# Longitude of the ascending node

The argument of the node is in the celestial mechanics of the angle from the coordinate origin of the reference plane to the ascending node. For the argument of the node is for traditional reasons the term node length or spring angle use. "Length" refers here but generally the first polar coordinate of a Spherical coordinate system.

The argument of the node is one of the six orbital elements, which for adequate description of a - perfect - meet Kepler track and is almost always denoted by Ω. Along with the inclination and the argument of the periapsis it defines the position of the web plane in the space. It corresponds to the Euler angle ψ of the general position calculation for arbitrary orientation ( angular position ) of objects in three-dimensional space.

Depending on the nature of the object, the path is specified, the following four levels are common:

- The ecliptic solar orbital solar system objects: planets, asteroids, comets. The argument of the node is the ecliptic longitude, which is the angle measured from the vernal equinox (English longitude of the ascending node LOAN ).

- The argument of the ascending node Ω, and right ascension of the ascending node or RAAN (english right ascension of the ascending node ) is then the right ascension along the Earth's equator with respect to the vernal equinox.

- The argument of the node, the angle along the main object with respect to the equatorial plane of a certain reference point.

- The argument of the node is the angle to the celestial pole

In the case of Kepler orbits (only two bodies in a vacuum) is the argument of the node constant and the orbital plane remains in its alignment with the fixed stars stable.
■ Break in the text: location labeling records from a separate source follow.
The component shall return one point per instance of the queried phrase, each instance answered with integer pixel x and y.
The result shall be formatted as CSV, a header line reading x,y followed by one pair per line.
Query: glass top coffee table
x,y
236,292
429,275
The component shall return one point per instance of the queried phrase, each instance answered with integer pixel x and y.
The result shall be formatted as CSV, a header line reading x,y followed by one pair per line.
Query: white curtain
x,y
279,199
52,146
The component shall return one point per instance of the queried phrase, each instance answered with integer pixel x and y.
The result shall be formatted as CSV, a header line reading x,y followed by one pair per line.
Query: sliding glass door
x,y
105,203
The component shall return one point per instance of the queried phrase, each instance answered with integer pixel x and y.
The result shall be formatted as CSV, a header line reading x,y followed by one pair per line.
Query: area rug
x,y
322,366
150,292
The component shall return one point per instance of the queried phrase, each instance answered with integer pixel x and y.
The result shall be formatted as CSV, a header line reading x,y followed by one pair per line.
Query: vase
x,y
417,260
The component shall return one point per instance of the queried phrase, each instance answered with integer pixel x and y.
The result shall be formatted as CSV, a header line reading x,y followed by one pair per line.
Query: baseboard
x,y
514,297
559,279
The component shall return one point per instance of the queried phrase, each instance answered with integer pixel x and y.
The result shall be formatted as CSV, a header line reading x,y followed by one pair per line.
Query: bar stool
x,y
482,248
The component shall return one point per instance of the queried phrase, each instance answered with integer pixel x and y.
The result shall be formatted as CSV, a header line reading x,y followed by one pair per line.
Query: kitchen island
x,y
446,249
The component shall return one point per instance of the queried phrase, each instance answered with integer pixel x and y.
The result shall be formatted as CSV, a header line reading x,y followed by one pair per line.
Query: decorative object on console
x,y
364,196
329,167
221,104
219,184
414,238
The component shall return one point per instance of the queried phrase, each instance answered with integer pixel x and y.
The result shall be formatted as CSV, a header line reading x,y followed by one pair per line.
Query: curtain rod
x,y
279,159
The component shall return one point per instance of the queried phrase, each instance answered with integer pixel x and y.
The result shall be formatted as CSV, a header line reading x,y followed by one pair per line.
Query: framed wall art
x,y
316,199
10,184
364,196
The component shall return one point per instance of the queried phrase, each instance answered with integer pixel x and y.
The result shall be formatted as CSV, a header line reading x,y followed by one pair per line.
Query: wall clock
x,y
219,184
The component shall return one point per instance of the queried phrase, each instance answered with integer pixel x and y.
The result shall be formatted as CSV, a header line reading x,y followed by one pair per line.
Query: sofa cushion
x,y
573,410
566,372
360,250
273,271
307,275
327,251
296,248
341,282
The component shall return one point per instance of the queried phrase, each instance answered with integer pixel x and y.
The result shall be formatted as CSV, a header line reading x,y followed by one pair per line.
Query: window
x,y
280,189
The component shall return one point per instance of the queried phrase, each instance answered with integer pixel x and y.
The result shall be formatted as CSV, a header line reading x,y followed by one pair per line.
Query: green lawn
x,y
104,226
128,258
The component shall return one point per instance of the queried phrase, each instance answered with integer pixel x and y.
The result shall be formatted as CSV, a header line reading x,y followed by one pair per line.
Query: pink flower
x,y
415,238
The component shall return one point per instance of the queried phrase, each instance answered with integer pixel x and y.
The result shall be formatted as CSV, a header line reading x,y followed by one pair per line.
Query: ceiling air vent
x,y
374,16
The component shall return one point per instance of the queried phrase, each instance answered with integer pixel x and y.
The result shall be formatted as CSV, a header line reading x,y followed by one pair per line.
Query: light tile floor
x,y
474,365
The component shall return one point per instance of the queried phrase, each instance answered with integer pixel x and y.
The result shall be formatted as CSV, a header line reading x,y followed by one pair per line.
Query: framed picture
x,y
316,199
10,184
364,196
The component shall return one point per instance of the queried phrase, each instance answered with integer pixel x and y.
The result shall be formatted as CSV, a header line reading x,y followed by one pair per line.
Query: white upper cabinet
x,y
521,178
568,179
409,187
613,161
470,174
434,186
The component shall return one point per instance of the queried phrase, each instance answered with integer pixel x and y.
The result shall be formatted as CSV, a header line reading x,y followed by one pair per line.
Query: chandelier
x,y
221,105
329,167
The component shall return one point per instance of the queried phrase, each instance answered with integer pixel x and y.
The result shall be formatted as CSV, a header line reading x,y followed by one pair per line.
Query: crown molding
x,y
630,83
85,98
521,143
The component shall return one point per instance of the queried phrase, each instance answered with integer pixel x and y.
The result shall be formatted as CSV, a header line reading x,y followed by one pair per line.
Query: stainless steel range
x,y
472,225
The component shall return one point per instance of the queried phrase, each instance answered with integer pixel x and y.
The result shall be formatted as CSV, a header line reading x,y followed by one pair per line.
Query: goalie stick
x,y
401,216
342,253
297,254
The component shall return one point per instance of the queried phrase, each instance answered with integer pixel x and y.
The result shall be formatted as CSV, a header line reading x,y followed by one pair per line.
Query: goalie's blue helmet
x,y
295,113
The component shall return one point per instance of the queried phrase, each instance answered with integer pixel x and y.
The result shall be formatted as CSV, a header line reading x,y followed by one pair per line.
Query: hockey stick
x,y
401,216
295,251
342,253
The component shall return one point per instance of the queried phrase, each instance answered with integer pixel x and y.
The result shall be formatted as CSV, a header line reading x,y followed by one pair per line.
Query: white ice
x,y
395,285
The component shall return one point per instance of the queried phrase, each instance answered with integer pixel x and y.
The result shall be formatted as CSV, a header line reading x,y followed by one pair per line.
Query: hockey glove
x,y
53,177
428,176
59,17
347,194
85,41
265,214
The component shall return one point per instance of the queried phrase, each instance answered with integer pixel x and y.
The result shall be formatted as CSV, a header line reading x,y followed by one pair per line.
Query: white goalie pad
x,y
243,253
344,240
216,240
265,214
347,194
In gravitational third-body perturbations, the argument of the node suffers small partially periodic changes. Therefore, the path element is specified as a series oskulierender terms with respect to a period, so as at any given time valid approximate solution.

As a first approximation, as the value for the argument of the lunar node to

The approximately 1934 ° in 100 Julian years ( 365.35 days to ) correspond to a complete revolution of the line of nodes in 18.61 years, the nutation.